(Toulouse Lautrec)
Cautelosamente mostramos os dentes emprestados para os sorrisos programados, enquanto caminhávamos em perfeita ordem, sob o olhar do público. Cabeças erguidas e olhos enxutos, deveríamos guardar todas as emoções para o final.
Por um instante vi Emanuela nervosa e pálida na platéia. Talvez chorasse ou risse. Não sei se acenava ou dizia adeus. Nosso amor já fazia parte do passado, nossos dias, nossas noites. Desviei os olhos dela e olhei para a água. De que me servia sentir saudades, rememorar nossa vidinha cheia de mistérios e segredos, se com toda a certeza eu não voltaria vivo daquele salto? As águas seriam minhas novas companheiras dali até a morte. Eu terminaria inchado como uma fruta podre lançada ao poço, esquecido tão logo se consumasse meu fim e tão apavorada como nos meus mil sonhos intermináveis.
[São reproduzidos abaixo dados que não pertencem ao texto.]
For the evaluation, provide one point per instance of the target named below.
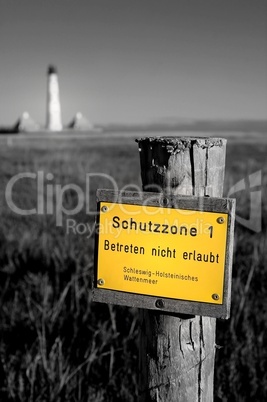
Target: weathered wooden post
(177, 352)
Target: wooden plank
(177, 355)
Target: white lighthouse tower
(53, 116)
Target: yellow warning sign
(163, 252)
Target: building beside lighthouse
(53, 111)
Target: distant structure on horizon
(53, 123)
(53, 112)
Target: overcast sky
(135, 61)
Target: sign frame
(166, 304)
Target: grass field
(55, 344)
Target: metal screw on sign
(159, 303)
(164, 201)
(220, 219)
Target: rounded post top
(52, 69)
(182, 142)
Nada eu conseguia entender. Por que teríamos de nadar? Que crime eu havia cometido? Por que aquele tipo de punição? Por que o público se deixava enganar, crente de estarmos competindo?
Do alto-falante uma voz não parava de gritar: esporte é cultura, natação é saúde. Os exercícios físicos desenvolvem os músculos, ajudam a circulação sangüínea, dão mais agilidade ao corpo.
A platéia olhava para nós, a mascar chicletes, fumar e beber cerveja em latinhas. Não tive mais ânimo de procurar o choro ou o riso de Emanuela e só ouvi o grito do locutor: atenção, atletas, muita atenção. Vai começar a contagem regressiva: dez, nove, oito...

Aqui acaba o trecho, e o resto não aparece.